Quando a vida e a morte se confundem
domingo, 6 de julho de 2025
Atualizado em 4 de julho de 2025 14:06
Do Estado americano da Geórgia veio a notícia de que uma mulher com 30 anos, somando nove semanas de gravidez, teve a morte encefálica declarada e, a partir desse evento, passou a ser mantida em suporte de vida com a intenção de proteger o embrião para que pudesse se desenvolver dentro de um padrão de viabilidade.
No Brasil ocorreu fato semelhante. Uma mulher, com 21 anos, grávida de gêmeos, sofreu uma grave hemorragia cerebral. Levada ao hospital, apesar dos esforços médicos, o quadro evoluiu para pior e três dias após a internação foi declarada sua morte encefálica. A gestação iniciava o segundo mês e a equipe médica decidiu mantê-la biologicamente viva para que os embriões pudessem se desenvolver. Um verdadeiro aparato médico envolvendo também enfermeiros, fisioterapeutas e nutricionistas monitoraram 24h a gestação artificial. Até música infantil fez parte do ambiente da UTI. Os bebês nasceram pouco antes de completar sete meses, com saúde compatível com os prematuros da idade.
Elogiável a conduta da equipe responsável pela manutenção da gestação que não mediu esforços para conseguir levar a bom termo o nascimento das crianças, contando, também, com o apoio e autorização da família, assim como o parecer favorável da Comissão de Bioética do hospital.

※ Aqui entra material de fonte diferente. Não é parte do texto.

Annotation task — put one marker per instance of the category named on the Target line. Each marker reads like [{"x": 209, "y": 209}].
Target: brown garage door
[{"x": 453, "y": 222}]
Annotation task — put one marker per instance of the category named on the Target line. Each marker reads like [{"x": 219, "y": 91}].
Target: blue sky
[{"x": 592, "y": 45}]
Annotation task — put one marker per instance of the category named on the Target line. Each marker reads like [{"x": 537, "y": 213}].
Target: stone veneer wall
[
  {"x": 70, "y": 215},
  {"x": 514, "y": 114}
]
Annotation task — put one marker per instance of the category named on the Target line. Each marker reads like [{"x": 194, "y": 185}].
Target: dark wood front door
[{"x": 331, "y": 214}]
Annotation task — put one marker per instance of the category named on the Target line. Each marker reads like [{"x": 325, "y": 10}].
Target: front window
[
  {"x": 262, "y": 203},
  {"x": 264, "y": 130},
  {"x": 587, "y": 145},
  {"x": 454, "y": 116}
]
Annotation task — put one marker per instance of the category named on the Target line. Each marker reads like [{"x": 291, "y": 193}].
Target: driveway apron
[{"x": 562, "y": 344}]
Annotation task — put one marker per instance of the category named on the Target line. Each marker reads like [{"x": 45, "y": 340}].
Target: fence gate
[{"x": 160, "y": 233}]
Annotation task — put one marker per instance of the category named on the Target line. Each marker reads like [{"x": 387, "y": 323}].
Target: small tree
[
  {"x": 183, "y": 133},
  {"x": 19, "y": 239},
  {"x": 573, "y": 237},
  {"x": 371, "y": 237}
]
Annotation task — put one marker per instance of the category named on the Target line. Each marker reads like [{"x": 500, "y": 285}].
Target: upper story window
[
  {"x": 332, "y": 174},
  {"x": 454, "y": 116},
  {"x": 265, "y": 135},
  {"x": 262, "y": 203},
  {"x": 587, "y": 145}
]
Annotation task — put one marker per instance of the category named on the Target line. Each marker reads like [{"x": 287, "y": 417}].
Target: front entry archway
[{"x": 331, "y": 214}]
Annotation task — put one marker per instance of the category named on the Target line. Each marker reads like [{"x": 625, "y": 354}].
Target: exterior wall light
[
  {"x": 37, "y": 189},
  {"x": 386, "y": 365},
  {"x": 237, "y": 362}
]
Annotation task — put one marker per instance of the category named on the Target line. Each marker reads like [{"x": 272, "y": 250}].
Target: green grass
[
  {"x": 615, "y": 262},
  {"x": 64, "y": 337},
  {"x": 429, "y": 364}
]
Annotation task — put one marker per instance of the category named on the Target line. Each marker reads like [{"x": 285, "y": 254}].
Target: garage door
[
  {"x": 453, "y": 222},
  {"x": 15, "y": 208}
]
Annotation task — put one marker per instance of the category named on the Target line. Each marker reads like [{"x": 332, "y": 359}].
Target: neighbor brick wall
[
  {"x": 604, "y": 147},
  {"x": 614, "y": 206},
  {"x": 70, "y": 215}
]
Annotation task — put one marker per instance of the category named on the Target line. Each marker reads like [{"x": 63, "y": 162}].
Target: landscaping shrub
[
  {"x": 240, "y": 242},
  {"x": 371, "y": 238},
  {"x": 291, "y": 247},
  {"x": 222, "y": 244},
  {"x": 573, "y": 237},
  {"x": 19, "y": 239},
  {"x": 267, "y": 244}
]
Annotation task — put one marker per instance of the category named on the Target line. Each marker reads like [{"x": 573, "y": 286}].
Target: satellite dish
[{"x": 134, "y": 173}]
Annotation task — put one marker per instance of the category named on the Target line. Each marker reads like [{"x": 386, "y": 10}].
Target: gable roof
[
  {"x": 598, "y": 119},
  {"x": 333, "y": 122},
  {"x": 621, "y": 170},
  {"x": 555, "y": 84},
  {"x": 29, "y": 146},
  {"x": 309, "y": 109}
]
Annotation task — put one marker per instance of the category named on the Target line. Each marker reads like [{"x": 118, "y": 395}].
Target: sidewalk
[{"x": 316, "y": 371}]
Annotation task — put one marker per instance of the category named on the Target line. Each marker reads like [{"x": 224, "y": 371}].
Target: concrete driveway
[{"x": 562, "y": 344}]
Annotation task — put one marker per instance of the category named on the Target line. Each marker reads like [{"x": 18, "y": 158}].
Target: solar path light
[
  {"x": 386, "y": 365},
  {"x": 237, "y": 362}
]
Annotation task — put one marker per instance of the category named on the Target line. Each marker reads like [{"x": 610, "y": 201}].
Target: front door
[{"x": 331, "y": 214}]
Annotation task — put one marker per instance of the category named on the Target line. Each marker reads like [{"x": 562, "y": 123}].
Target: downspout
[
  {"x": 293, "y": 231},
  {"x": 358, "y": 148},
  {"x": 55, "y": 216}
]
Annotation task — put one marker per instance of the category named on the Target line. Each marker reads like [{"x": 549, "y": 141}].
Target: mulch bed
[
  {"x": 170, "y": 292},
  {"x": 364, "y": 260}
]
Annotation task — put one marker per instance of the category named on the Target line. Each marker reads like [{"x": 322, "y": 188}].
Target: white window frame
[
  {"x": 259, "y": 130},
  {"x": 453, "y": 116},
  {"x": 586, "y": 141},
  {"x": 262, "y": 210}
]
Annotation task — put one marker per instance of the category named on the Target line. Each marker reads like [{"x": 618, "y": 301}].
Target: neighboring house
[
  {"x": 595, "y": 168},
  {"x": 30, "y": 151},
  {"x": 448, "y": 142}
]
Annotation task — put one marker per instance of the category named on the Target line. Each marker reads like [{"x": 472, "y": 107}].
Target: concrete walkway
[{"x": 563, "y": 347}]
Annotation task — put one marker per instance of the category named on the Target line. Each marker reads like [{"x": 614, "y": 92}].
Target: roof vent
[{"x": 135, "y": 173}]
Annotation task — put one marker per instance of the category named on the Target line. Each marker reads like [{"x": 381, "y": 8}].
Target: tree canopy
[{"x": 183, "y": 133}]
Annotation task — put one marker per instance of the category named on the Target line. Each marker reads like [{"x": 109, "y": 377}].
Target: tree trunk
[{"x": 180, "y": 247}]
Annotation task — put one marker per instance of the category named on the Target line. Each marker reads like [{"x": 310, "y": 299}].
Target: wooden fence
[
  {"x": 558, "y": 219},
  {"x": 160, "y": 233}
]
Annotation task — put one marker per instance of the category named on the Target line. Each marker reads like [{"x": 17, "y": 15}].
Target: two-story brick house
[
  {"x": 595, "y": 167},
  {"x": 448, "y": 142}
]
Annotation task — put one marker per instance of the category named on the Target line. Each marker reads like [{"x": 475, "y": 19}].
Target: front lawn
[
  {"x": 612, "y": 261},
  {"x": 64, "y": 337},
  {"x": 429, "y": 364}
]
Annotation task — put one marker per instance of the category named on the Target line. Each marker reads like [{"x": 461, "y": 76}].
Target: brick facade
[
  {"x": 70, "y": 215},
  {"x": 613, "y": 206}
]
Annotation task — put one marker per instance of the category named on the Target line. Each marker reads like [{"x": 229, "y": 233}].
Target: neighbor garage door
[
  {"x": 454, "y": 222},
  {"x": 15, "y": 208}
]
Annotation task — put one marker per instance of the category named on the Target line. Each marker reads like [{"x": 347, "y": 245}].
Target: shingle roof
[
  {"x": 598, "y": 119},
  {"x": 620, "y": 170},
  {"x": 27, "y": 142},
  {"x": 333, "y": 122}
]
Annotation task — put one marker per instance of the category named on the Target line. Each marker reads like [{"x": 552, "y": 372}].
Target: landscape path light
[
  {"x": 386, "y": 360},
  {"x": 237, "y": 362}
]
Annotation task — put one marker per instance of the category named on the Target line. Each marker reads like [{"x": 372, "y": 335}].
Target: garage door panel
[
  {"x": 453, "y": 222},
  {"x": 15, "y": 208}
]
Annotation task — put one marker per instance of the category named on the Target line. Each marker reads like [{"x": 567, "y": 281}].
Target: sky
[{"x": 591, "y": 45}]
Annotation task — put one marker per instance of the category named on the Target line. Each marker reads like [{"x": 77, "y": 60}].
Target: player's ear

A morte encefálica, diferentemente da cardiopulmonar, introduzida há pouco tempo na área médica, justamente para facilitar a doação de órgãos, tem lugar quando todas as medidas de suporte vital resultaram fracassadas, fazendo ver que o paciente se encontra em situação de irreversibilidade absoluta. Não se confunde com a prática eutanásica, que é a conduta em que, por ação ou omissão, alguém antecipa a morte de um doente que, apesar da gravidade da doença, ainda tem vida encefálica.
No Brasil, a decretação da morte encefálica foi permitida pela lei 9.434/1997, estabelecendo que será registrada por dois médicos que não sejam participantes da equipe transplantadora e que obedecerão, os critérios clínicos e tecnológicos definidos pela resolução do Conselho Federal de Medicina. O primeiro deles consiste na realização do exame clínico, que deve ser repetido pelo prazo mínimo de seis horas de observação. O segundo deve ser realizado obrigatoriamente por um médico neurologista. Após, faz-se os exames complementares utilizando-se a angiografia cerebral, o eletroencefalograma, a cintilografia de perfusão cerebral ou ultrassom cerebral com Doppler e outros, se necessários.
Vencido tais procedimentos o paciente é juridicamente declarado morto. Tem-se que, apesar dos sinais vitais permanecerem, a vida já se escoou e o corpo humano nada mais é do que um cadáver. Assim, no caso da mãe que teve a morte encefálica declarada, toda conduta daí por diante foi realizada no cadáver, seguindo as normas éticas e jurídicas para tanto. Todo o tratamento dispensado foi no sentido de manter a mãe como se viva fosse para que pudesse exercer com sucesso a função de incubadora viva.
Desta forma, como por ironia, habitam o mesmo corpo a vida e a morte e, fora dele, eventuais receptores aguardam a doação de órgãos. A morte, já consumada, independentemente de qualquer utilização que se queira dar aos órgãos, tecidos e partes do cadáver, observando sempre a necessidade do consentimento do cônjuge ou parente na linha sucessória, reta ou colateral, até o segundo grau inclusive. A vida, por representar o bem maior e supremo do homem, patrocinada com todo privilégio pela Constituição Federal, é detentora da prioridade absoluta. E sem necessitar do consentimento de qualquer parente legitimado. No embate entre os dois opostos, a vida tem toda a preferência, mesmo ocorrendo no útero de mãe já morta. Tanto é que a hipótese de aborto foi descartada pela própria legislação penal, deixando a entender que, com a morte da mãe, os embriões que se encontravam em condições de continuar sua peregrinação uterina, seriam também declarados mortos.
Diante de tal quadro, os gêmeos que habitavam a silenciosa clausura, tiveram todo o aparato médico para que pudessem nascer com condições de saúde condizentes com a desconfortável situação em que se encontravam. Tais nascimentos são abrigados pelo pensamento bioético e contam com a aprovação do Direito. A vida humana, de inestimável valor, deve prevalecer em qualquer hipótese de perigo e cabe ao homem praticar as condutas necessárias para fazer prevalecer a spes vitae.